L’intervista alla Dott.sa De Benedictis, responsabile del Centro di referenza nazionale per la rabbia.
Sebbene sia una malattia antichissima, la rabbia spaventa ancora. È per questo che oggi 28 settembre, come ogni anno da 15 anni a questa parte, ricorre la Giornata mondiale contro la rabbia.
Classificata fra le malattie tropicali neglette, la rabbia è una encefalite virale zoonosica che provoca ogni anno quasi 60mila vittime umane. A essere colpiti sono in particolare modo i bambini di età inferiore a 15 anni.
È doveroso sottolineare che in Italia è stata completamente debellata grazie a una massiccia prevenzione, ma in diverse parti del mondo è ancora una piaga attualissima, tanto che la campagna #worldrabiesday invita ad agire attivamente per il controllo della rabbia canina e il raggiungimento dell’obiettivo di nessun decesso umano da rabbia trasmessa dal cane entro il 2030 (#ZeroBy30).Tutti possiamo collaborare a vari livelli per prevenire la rabbia. La cosa fondamentale è essere informati.
Perché, come si trova scritto nel sito ufficiale rabiesalliance.org , notizie false e cattiva informazione possono influenzare negativamente tutti gli sforzi di eliminazione della rabbia.
A questo proposito abbiamo parlato con Dott.sa Paola De Benedictis, medico veterinario dirigente presso il Laboratorio di Zoonosi virali dell’Istituto Zooprofilattico Sperimentale delle Venezie (IZSVe) e responsabile del Centro di referenza UN-FAO e del Centro di referenza nazionale per la rabbia.
Dott.sa De Benedictis, come è la situazione attuale in Italia e nello specifico nel nord-est?
È una situazione di tranquillità dal punto di vista epidemiologico, perché l’Europa ha investito molto per debellare questa malattia veicolata da animali selvatici, principalmente dalla volpe rossa. Ci sono stati quasi 50 anni di vaccinazione orale in varie aree geografiche dove esisteva la malattia fino ad eradicarla. L’ultimo caso riscontrato nel nord-est Italia si è verificato nel febbraio 2011. Il monitoraggio è stato continuo e dal 2013 abbiamo dichiarato lo stato di indennità in Italia e abbiamo ottenuto anche lo stato di indennità europeo. La sorveglianza continua a essere serrata e dobbiamo ritenerci tranquilli.

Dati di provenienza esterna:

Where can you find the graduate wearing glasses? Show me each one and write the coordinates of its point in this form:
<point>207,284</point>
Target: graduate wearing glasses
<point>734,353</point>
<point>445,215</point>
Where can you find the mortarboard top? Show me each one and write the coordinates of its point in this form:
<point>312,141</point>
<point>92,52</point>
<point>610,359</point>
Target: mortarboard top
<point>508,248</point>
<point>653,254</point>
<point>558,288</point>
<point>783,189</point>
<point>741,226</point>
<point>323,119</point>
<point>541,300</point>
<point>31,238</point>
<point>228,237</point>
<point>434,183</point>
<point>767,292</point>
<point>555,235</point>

Esistono, però, aree geografiche fuori dall’Europa come Asia, Russia, Ucraina dove la malattia circola ancora a causa della vastità dei territori, ma anche delle diverse tipologie di razze di animali.
La situazione ora è ottimale in Italia, dobbiamo aspettarci un’inversione di tendenza o possiamo stare tranquilli?

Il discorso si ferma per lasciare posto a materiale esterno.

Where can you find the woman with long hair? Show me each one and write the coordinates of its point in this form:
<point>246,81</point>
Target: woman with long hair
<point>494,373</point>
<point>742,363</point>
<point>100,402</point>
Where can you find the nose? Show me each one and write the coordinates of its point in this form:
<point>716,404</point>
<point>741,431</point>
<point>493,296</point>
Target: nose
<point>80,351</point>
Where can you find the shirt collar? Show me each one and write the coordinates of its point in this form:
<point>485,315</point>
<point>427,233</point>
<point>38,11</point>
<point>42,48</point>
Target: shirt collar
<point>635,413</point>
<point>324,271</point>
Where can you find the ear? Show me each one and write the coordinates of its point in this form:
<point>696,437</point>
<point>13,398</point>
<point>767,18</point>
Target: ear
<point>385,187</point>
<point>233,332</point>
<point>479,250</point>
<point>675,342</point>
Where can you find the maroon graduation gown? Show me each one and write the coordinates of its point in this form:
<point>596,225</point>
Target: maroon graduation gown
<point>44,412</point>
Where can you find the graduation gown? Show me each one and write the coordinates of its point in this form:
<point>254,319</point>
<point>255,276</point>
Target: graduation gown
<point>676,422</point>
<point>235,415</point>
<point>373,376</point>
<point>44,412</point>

C’è una grandissima spinta da parte organismi internazionali, organizzazioni non governative, ma anche comunità. L’obiettivo è di arrivare al raggiungimento di zero decessi umani per rabbia trasmessa da cani entro il 2030 attraverso le vaccinazioni. La tendenza in Europa non cambierà, anzi si spera si creino sempre più regioni di stato di indennità dalla rabbia stessa, in particolare della rabbia canina.
Perché si parla ancora di rabbia nel 2021?

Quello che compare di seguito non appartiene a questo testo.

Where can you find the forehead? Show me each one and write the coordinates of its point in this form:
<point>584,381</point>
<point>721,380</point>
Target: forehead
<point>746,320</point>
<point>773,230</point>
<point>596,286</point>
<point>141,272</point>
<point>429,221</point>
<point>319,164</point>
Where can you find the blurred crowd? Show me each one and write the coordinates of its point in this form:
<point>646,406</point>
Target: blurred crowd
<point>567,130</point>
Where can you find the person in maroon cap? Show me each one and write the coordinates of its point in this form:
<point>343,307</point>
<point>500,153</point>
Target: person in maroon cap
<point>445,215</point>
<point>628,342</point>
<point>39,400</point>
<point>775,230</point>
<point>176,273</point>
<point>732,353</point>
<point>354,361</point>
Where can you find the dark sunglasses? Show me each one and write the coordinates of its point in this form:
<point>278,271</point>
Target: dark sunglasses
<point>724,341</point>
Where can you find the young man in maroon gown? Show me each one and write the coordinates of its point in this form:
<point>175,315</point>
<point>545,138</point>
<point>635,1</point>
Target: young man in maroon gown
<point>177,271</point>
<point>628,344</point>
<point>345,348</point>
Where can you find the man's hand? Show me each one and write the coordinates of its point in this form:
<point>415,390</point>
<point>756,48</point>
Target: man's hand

È una malattia antichissima ed è stata una delle prima malattie per cui si è scoperto il vaccino sia per animali che gli uomini. Inoltre, per quanto riguarda l’uomo siamo muniti anche di un’ulteriore arma, il siero iperimmune, in caso di possibile esposizione.
È una malattia che sta a metà tra la veterinaria e la prevenzione umana. Solo in Italia i veterinari fanno parte integrante della sanità, ma nel resto del mondo i veterinari dipendono dal ministero dell’Agricoltura e Allevamento, mentre fa capo alla sanità solo la componente medica di questa malattia. Non coinvolgendo animali da reddito, risulta quindi di scarso interesse per il Ministero.
Chi lavora nel settore ritiene che i decessi mortali di rabbia siano una vergogna perché si tratta di una malattia prevedibile, tuttavia è annoverata tra quelle cosiddette neglette. Ci sono pochi fondi stanziati per combatterla e purtroppo la maggior parte degli Stati endemici sono nel sud del mondo, caratterizzati da basso reddito pro capite e problemi sanitari molto grandi (malaria, dengue) e spesso soggetti a guerre. In questi ultimi due anni a causa della pandemia, sono saltati diversi progetti pilota, ma ci auguriamo di raggiungere presto l’obiettivo fissato per il 2030. Negli stati dell’America Latina, per esempio, dopo una situazione endemica molto significativa, si sono ottenuti importanti risultati.